Quattordici anni dopo Festen, Thomas Vinterberg torna in Concorso a Cannes: allora fu una rivelazione, stavolta è un capolavoro. Il suo Jagten (The Hunt) indaga gli spaventosi territori nei quali può ritrovarsi un uomo, prima stimato e benvoluto da tutti, poi osteggiato e trattato alla stregua di un perfido criminale.
Scritto (insieme a Tobias Lindholm, già sceneggiatore del precedente Submarino) e diretto con precisione chirurgica, il film è astuto, ma non furbo: l'assunto è quello che da sempre accompagna le convinzioni degli adulti ("i bambini non mentono mai"), lo sviluppo quello di un racconto d'assedio.
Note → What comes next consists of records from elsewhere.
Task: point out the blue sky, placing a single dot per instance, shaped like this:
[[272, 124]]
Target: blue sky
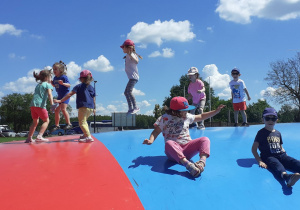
[[171, 35]]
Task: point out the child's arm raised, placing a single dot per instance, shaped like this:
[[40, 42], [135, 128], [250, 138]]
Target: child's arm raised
[[255, 154], [65, 98], [49, 91], [207, 115], [153, 136]]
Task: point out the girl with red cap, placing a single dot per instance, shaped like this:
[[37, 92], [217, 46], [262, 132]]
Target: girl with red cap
[[179, 146], [131, 61]]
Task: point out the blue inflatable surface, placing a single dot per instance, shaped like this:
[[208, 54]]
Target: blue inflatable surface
[[231, 180]]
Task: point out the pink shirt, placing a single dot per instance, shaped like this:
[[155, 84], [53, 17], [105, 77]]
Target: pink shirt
[[193, 90]]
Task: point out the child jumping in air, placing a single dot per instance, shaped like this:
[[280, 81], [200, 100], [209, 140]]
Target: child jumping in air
[[62, 87], [85, 103], [42, 92], [238, 90], [272, 155], [179, 146], [196, 92], [131, 61]]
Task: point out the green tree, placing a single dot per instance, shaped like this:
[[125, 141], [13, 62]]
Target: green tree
[[254, 111], [284, 77], [15, 111], [287, 113], [157, 111]]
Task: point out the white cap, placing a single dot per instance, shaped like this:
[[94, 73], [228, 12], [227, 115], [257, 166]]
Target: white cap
[[192, 71]]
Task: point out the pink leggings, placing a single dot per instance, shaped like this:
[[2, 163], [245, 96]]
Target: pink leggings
[[176, 152]]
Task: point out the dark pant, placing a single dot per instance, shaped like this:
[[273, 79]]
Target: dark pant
[[280, 163], [128, 94]]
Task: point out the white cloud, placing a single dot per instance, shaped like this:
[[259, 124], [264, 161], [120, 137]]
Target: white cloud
[[166, 53], [137, 92], [269, 91], [14, 56], [210, 29], [101, 64], [219, 82], [241, 11], [24, 84], [9, 29], [73, 70], [159, 32]]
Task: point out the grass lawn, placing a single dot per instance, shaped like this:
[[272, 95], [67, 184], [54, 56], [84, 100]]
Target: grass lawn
[[8, 139]]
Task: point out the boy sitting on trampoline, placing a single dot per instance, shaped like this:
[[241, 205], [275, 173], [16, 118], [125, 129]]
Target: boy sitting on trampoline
[[272, 155], [179, 146]]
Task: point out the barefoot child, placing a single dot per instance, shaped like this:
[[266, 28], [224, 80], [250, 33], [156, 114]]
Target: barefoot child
[[42, 92], [85, 103], [179, 146], [62, 87], [131, 61], [272, 155]]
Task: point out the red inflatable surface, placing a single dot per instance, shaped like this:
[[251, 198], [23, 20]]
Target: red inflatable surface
[[63, 174]]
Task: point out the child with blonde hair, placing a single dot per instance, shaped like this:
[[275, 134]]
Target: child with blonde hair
[[131, 61], [42, 92], [85, 103], [62, 87]]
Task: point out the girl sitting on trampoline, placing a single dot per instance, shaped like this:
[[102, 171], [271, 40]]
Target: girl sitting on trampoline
[[179, 146]]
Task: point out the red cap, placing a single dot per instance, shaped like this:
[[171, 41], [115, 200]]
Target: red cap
[[127, 42], [180, 104], [85, 73]]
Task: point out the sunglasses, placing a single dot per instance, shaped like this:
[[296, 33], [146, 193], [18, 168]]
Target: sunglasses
[[271, 118]]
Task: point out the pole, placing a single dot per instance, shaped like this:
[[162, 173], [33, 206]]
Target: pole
[[209, 99], [95, 81]]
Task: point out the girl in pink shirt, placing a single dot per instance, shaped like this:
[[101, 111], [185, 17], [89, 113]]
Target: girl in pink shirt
[[196, 92]]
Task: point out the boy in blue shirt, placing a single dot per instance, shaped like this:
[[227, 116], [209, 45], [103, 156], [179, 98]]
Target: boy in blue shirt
[[272, 155]]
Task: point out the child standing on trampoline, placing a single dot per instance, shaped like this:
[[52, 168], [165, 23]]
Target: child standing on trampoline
[[62, 87], [179, 146], [238, 90], [131, 61], [85, 103], [42, 92], [272, 155], [196, 92]]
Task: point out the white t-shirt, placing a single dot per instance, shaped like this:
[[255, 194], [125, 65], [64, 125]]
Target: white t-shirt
[[131, 67], [175, 128], [193, 90], [237, 88]]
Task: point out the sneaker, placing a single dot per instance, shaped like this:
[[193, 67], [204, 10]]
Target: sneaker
[[29, 140], [245, 124], [86, 140], [136, 110], [193, 169], [201, 127], [55, 128], [41, 139], [67, 127], [291, 179]]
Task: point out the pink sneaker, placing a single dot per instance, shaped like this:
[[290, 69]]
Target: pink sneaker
[[136, 110], [41, 139]]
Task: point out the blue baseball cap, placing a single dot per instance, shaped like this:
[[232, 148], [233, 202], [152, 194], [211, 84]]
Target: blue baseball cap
[[236, 69], [269, 111]]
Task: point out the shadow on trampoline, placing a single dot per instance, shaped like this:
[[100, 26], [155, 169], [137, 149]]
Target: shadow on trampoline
[[160, 164]]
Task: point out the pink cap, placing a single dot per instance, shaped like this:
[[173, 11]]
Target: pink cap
[[85, 73], [180, 104], [127, 42]]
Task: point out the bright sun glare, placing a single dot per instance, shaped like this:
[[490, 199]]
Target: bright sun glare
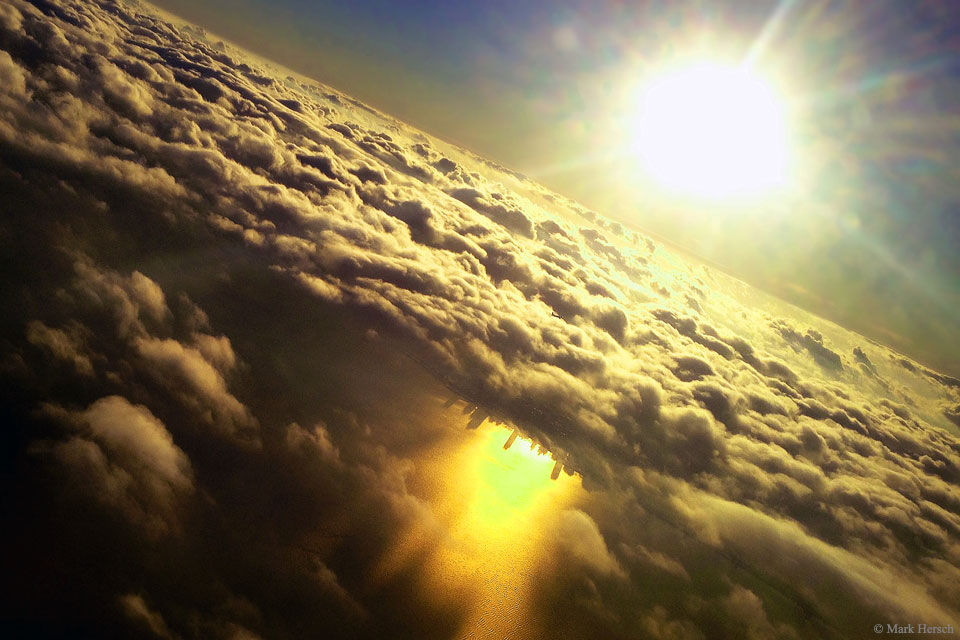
[[713, 131]]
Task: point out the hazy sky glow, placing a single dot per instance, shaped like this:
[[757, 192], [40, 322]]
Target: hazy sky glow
[[277, 364], [867, 237]]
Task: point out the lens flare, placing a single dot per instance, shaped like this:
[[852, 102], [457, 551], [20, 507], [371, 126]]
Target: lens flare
[[714, 131]]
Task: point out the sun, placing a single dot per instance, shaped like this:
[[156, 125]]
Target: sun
[[714, 131]]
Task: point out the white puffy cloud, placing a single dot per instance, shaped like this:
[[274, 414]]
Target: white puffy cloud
[[196, 251]]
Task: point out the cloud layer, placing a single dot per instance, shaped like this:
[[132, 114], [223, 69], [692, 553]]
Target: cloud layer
[[240, 304]]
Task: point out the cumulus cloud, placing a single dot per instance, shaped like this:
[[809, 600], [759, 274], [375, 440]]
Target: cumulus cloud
[[238, 302]]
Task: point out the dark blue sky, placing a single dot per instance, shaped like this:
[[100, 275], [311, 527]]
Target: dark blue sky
[[874, 241]]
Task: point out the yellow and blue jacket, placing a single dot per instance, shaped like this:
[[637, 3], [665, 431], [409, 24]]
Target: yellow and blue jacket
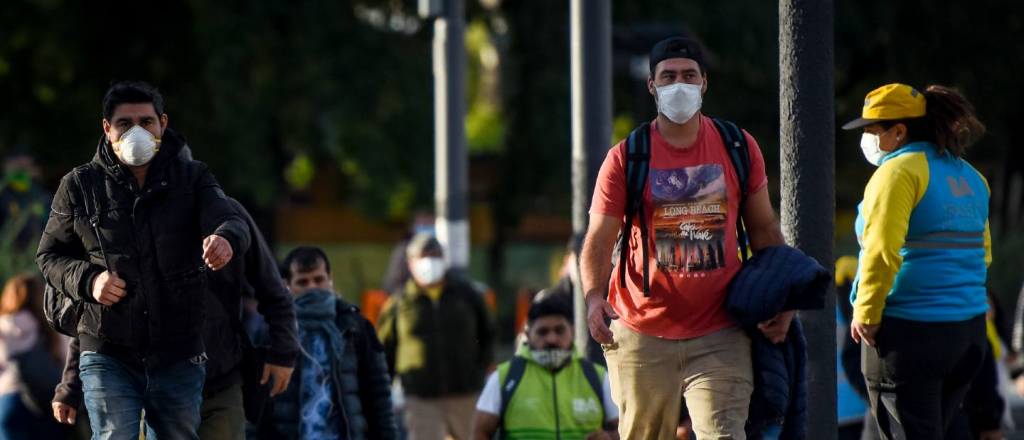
[[925, 243]]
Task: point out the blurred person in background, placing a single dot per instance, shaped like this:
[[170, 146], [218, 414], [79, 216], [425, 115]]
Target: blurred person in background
[[20, 194], [439, 340], [341, 388], [920, 298], [397, 268], [31, 358], [548, 391]]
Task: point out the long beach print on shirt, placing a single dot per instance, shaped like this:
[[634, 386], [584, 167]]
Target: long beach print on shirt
[[690, 211]]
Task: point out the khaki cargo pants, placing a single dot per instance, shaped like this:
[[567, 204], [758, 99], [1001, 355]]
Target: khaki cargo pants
[[650, 376]]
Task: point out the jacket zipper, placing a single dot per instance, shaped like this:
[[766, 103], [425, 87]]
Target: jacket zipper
[[554, 393]]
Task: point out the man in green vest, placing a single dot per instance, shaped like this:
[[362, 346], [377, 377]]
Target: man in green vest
[[547, 392]]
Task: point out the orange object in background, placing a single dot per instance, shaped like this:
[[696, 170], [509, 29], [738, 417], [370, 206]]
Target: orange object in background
[[373, 303]]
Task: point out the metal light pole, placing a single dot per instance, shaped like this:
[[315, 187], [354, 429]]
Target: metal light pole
[[451, 160], [808, 173], [591, 54]]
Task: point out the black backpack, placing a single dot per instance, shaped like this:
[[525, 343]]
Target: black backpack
[[62, 310], [637, 167]]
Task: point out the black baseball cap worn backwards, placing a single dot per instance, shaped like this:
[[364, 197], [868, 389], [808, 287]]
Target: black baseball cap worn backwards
[[676, 47]]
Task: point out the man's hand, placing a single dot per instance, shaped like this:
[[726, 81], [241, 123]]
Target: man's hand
[[282, 377], [64, 412], [597, 310], [776, 327], [216, 252], [108, 289], [860, 331]]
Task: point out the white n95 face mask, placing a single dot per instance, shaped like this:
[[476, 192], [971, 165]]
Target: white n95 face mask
[[870, 145], [137, 146], [428, 271], [679, 101]]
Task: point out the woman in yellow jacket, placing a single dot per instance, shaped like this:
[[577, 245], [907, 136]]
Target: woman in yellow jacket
[[919, 299]]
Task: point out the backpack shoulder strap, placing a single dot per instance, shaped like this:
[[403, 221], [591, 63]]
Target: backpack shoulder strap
[[517, 366], [590, 371], [83, 174], [637, 169], [736, 146]]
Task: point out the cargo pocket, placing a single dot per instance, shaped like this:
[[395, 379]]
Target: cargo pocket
[[182, 307]]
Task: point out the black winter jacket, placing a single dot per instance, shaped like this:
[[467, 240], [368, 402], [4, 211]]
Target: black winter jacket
[[253, 274], [154, 238]]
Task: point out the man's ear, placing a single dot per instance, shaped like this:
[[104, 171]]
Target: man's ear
[[163, 124], [107, 130]]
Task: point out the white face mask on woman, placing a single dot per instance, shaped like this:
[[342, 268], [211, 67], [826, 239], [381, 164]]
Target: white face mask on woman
[[137, 146], [870, 144], [679, 101], [428, 271]]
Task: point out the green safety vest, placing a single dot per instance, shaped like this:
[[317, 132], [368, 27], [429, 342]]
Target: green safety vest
[[542, 404]]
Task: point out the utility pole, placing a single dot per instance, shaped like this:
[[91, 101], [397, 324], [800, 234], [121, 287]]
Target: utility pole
[[808, 174], [591, 54], [451, 159]]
La grandezza di Jagten - per il quale Mads Mikkelsen (alla prima prova con Vinterberg) fornisce l'ennesima, enorme interpretazione - è proprio quella di non ricorrere al trucco, al colpo basso di far credere allo spettatore qualcosa che non è: Lucas è innocente, lo sa lui, lo capiamo noi. E l'empatia nei confronti del personaggio è totale, sincera: in questo, Vinterberg compie un miracolo cinematografico, invocando aiuto per il suo protagonista, ingiustamente accusato e fatto fuori da qualsiasi attività sociale, progressivamente sempre più solo con il suo dolore. Ovviamente Lucas perde il lavoro, la sua situazione si aggrava dopo che altri bambini, gli stessi che prima del racconto di Klara lo adoravano aspettandolo nel cortile del kindergarten, iniziano a convergere verso la stessa versione dei fatti, al supermercato viene malmenato e buttato fuori: la calunnia si è fatta cancro, Lucas è un mostro. Un pedofilo. Lo è diventato per volere degli adulti (si pensi alla scena in cui la piccola Klara è "interrogata" dallo psicologo), di gran parte dei suoi vecchi amici, in primis la mamma e il papà della bambina, quest'ultimo combattuto sin dall'inizio sulla reale colpevolezza di Lucas.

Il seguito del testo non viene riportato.